If the idea is to take only "car" when it is exactly this word, and not part of a word, you up could use the shortcut \b, indicating a "boundary between words" (word Boundary - see here for more details), it just doesn’t always work:

let texto = "troquei meus carros por um único carro";
// funciona, troca "carro", mas não "carros"
console.log(texto.replace(/\bcarro\b/, 'barco')); // troquei meus carros por um único barco

texto = "troquei minha carroça por um carro";
// não funciona, porque \b não reconhece o "ç"
console.log(texto.replace(/\bcarro\b/, 'barco')); // troquei minha barcoça por um carro

In Javascript the \b does not recognise accents and ç, then "cart" continues to be replaced by "barcoça", because the "ç" is not recognized as alphanumeric.

In this case, an alternative is to indicate that before and after the word has no letter, using lookarounds:

let texto = "troquei minha carroça por um carro";
console.log(texto.replace(/(?<![a-záéíóúãõâêôûç])carro(?![a-záéíóúãõâêôûç])/i, 'barco')); // troquei minha carroça por um barco

I mean, I wear one lookbehind negative (indicated by (?<! )) which says that before the word "car" there can be no letters (and there you put all you need), and the Lookahead negative (indicated by (?! )) does the same for after the word.

I also used the flag i (case insensitive) to consider uppercase and lowercase (so I only need to put "á", "ç", etc in the regex). Only this will also replace "Car" with "boat", so see if that’s what you need (if it’s not, put also the uppercase letters on the list: "A", "Ç", etc and remove the flag i).

Another alternative is to use Unicode Properties (recalling that to enable this resource, needs to have the flag u):

let texto = "troquei minha carroça por um carro";
console.log(texto.replace(/(?<!\p{L})carro(?!\p{L})/u, 'barco')); // troquei minha carroça por um barco

In the case, \p{L} is any letter defined by Unicode (including accents and "ç"), then lookarounds check if there is a letter before and after the word.

A simpler option, if words are separated only by spaces, would separate them using split, replace what you need and then add again:

let texto = "troquei minha carroça por um carro";
let partes = texto.split(' '); // separar por espaços
for (let i = 0; i < partes.length; i++) {
    if (partes[i] === 'carro') {
        partes[i] = 'barco';
        break; // se já encontrei, não preciso continuar procurando
    }
}

// juntar com espaços
console.log(partes.join(' ')); // troquei minha carroça por um barco

But of course, if you have commas, punctuation and others, then it doesn’t work anymore, and you would end up going back to the same problem: detecting which characters are parts of a word, including accents and "ç," and maybe it’s not even worth breaking, because it would have to use some complex regex that excludes accented letters, etc.

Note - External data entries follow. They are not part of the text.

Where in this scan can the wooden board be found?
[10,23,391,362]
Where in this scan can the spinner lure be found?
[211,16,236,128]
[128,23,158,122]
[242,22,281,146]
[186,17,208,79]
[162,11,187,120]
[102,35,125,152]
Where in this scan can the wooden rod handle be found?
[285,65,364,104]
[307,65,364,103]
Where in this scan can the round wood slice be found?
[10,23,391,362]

Or, you can choose a simplified list of separators (e.g., space, period, exclamation, question mark and comma):

let texto = "troquei minha carroça por um carro, uma moto e um caminhão";
let partes = texto.split(/([ ,.!?]+)/);
for (let i = 0; i < partes.length; i++) {
    if (partes[i] === 'carro') {
        partes[i] = 'barco';
        break; // se já encontrei, não preciso continuar procurando
    }
}

console.log(partes.join('')); // troquei minha carroça por um barco, uma moto e um caminhão

In the regex used in split I put everything in parentheses, forming a catch group. With this, separators are also placed in the array partes, so I can put it all together in the end. But this is true if you know all the characters that are between the words, then you have to include them all in the split.

Browser other questions tagged javascript node.js regex

You are not signed in. Login or sign up in order to post.

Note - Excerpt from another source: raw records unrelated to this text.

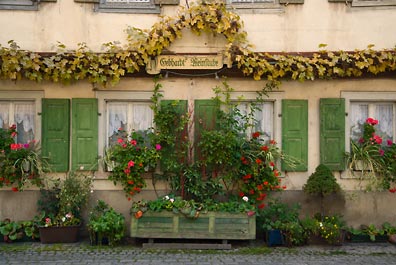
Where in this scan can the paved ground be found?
[0,241,396,265]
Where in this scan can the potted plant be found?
[38,172,92,243]
[87,200,125,246]
[382,222,396,244]
[303,164,341,217]
[105,128,161,200]
[0,124,49,191]
[259,200,305,246]
[347,118,396,191]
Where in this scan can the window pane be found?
[375,104,393,143]
[107,103,128,145]
[0,102,10,129]
[255,102,274,141]
[107,102,153,145]
[349,103,369,141]
[132,103,153,131]
[14,102,35,143]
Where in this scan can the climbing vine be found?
[0,2,396,85]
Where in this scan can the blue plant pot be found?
[266,229,285,247]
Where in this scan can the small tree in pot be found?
[303,164,341,219]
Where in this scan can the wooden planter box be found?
[350,235,388,243]
[39,226,80,244]
[131,211,256,240]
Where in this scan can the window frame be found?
[94,0,160,14]
[231,91,284,144]
[341,91,396,152]
[0,90,44,141]
[0,0,39,11]
[352,0,396,7]
[96,91,153,171]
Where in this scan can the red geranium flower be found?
[252,132,260,139]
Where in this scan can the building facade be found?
[0,0,396,227]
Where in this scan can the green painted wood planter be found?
[131,211,256,240]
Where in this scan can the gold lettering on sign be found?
[156,55,223,70]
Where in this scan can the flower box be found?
[39,225,80,244]
[131,211,256,240]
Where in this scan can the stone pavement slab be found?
[0,241,396,265]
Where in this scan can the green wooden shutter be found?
[320,98,345,170]
[41,99,70,172]
[72,98,98,170]
[282,100,308,171]
[194,100,218,158]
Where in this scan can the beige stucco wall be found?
[0,0,396,52]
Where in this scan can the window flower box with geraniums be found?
[126,81,295,243]
[36,172,93,243]
[0,125,49,191]
[105,128,161,200]
[347,118,396,192]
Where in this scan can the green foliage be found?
[259,200,300,230]
[87,200,125,246]
[35,172,93,226]
[303,164,341,197]
[301,213,346,245]
[346,118,396,192]
[106,129,162,198]
[130,195,255,218]
[0,1,396,85]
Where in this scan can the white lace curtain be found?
[107,102,153,141]
[0,102,10,128]
[350,103,394,142]
[0,102,35,143]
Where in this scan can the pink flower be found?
[366,118,378,126]
[378,149,385,156]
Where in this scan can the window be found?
[341,91,396,152]
[238,101,274,141]
[350,101,395,144]
[0,100,35,143]
[231,92,283,143]
[0,90,44,143]
[352,0,396,6]
[106,101,154,145]
[95,0,160,13]
[0,0,38,10]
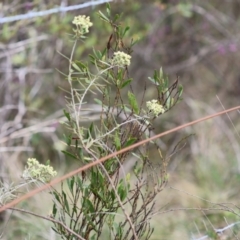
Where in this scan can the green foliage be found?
[52,5,182,240]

by Leo Letto • **3,303** points · Answer 1 · 2021-03-23T12:13:08+00:00

When using the /g as a flag, you are specifying to search across the "global" string and replace, you could simply not put g as a flag, this forces regex to return only the first found result.

let texto = "troquei meu carro por um outro carro uma carroça"
console.log(texto.replace(/carro/, 'barco'))

This site is very interesting to test regex and understand the meaning of home part of the written expression.